Pada 2024, Pusat Pelaporan dan Analisis Transaksi Keuangan (PPATK) mencatat setidaknya 182 kasus penipuan terkait konser yang dilaporkan, dengan total transaksi mencurigakan mencapai Rp2,3 miliar. Angka ini melonjak signifikan dari 119 kasus di tahun 2022, dengan transaksi mencurigakan mencapai Rp735 juta. Merespons hal ini, musisi Ananda Badudu dari kelompok musik Banda Neira, mengatakan bahwa penggunaan bot untuk beli tiket konser adalah contoh pemanfaatan teknologi untuk tujuan yang salah. Penggunaan bot juga merugikan industri musik dan publik.
Menurutnya, dana dari konsumen seharusnya dimanfaatkan untuk menutup produksi atau memberi profit bagi promotor dan artis untuk menjamin perputaran dan kesinambungan industri, tapi calo menggiringnya ke luar ekosistem sehingga merugikan stakeholder utama dalam industri yakni konsumen, artis, dan promotor. "Bot sangat merugikan publik karena orang yang benar-benar hendak membeli tiket atau ikut war tiket akan kalah oleh bot yang dioperasikan oleh calo yang akan menjual ulang tiket dengan harga yang lebih mahal," kata Ananda dalam keterangan tertulis, dikutip pada Ahad (9/3/2025).
Untuk menekan praktik kecurangan ini, Tools for Humanity, sebuah perusahaan teknologi global, menghadirkan teknologi Proof of Human (PoH) melalui World. Teknologi ini dirancang untuk memastikan bahwa hanya manusia asli, bukan bot, yang dapat membeli tiket konser. Teknologi PoH mengintegrasikan langkah-langkah verifikasi yang mengharuskan pengguna membuktikan identitas mereka sebagai manusia asli secara anonim melalui verifikasi iris mata menggunakan Orb.
Hal ini dinilai tidak hanya akan melindungi para penggemar musik dari praktik percaloan dan penipuan tiket, tetapi juga memungkinkan penyelenggara atau promotor acara untuk mendapatkan data penjualan yang lebih akurat.
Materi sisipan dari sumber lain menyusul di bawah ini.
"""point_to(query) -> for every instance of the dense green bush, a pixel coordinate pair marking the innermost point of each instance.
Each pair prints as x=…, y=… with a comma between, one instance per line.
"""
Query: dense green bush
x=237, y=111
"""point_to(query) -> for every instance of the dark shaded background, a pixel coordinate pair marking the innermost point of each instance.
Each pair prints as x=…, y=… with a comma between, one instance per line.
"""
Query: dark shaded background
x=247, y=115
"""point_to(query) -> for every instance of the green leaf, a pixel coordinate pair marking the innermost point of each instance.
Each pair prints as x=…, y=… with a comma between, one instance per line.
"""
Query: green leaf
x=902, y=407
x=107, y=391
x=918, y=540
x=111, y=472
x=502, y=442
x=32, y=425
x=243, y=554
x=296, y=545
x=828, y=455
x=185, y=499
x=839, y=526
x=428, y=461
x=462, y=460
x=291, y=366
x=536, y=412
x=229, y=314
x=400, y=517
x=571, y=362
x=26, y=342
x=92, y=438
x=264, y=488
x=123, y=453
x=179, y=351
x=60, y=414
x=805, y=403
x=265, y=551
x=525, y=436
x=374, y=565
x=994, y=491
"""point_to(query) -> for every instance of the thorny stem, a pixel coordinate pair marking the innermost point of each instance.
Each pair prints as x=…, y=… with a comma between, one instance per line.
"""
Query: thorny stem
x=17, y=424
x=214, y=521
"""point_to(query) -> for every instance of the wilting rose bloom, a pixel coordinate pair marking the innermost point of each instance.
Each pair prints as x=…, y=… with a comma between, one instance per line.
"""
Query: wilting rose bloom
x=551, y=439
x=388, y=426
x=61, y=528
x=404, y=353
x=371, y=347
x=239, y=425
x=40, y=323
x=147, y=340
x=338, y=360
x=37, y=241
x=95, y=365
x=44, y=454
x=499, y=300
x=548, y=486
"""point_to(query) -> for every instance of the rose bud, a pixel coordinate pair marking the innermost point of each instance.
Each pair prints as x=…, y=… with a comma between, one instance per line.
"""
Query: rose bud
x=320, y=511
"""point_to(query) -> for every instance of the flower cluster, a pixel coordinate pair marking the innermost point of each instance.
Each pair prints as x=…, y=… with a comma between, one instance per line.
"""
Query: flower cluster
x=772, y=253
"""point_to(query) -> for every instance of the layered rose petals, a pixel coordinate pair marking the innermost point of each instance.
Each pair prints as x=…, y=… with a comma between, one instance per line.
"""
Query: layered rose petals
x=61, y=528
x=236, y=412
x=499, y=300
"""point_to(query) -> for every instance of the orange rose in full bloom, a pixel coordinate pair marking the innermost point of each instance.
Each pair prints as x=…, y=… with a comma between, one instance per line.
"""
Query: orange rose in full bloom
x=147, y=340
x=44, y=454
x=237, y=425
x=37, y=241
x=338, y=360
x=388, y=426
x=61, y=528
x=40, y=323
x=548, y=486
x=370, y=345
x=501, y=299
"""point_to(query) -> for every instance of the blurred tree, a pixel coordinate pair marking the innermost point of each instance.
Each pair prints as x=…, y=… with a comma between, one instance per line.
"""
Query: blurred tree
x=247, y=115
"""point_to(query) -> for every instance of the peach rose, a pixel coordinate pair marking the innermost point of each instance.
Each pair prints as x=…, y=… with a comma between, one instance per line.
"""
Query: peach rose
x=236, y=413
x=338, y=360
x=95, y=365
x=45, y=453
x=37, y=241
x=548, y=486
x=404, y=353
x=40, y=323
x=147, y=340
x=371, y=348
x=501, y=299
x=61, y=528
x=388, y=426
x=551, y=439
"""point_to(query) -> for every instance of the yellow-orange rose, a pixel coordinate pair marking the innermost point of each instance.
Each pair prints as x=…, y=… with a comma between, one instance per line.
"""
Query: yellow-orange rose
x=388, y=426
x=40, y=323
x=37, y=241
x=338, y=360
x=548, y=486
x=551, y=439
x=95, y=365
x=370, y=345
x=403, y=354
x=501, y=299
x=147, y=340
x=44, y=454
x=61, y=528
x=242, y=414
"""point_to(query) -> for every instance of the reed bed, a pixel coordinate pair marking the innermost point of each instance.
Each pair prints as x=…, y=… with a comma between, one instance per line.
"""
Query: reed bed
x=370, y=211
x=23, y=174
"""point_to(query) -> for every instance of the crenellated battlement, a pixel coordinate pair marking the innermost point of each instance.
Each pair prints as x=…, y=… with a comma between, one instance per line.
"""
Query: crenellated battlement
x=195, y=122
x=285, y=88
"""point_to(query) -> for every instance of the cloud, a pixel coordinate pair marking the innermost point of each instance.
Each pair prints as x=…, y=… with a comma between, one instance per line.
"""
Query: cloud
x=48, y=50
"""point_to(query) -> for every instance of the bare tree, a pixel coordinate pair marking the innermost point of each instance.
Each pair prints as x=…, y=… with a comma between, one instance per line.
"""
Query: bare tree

General Manager Tools for Humanity Indonesia, Wafa Taftazani, menilai Proof of Human bukan sekadar solusi teknologi, tetapi juga sebuah langkah nyata untuk membangun ekosistem digital yang lebih adil dan aman bagi semua orang, termasuk komunitas musik di Indonesia.
“Kami percaya bahwa dengan mengadopsi teknologi ini, para penggemar musik nantinya dapat terlindungi dari penipuan dan pada akhirnya mendukung pertumbuhan industri musik yang lebih sehat,” kata dia.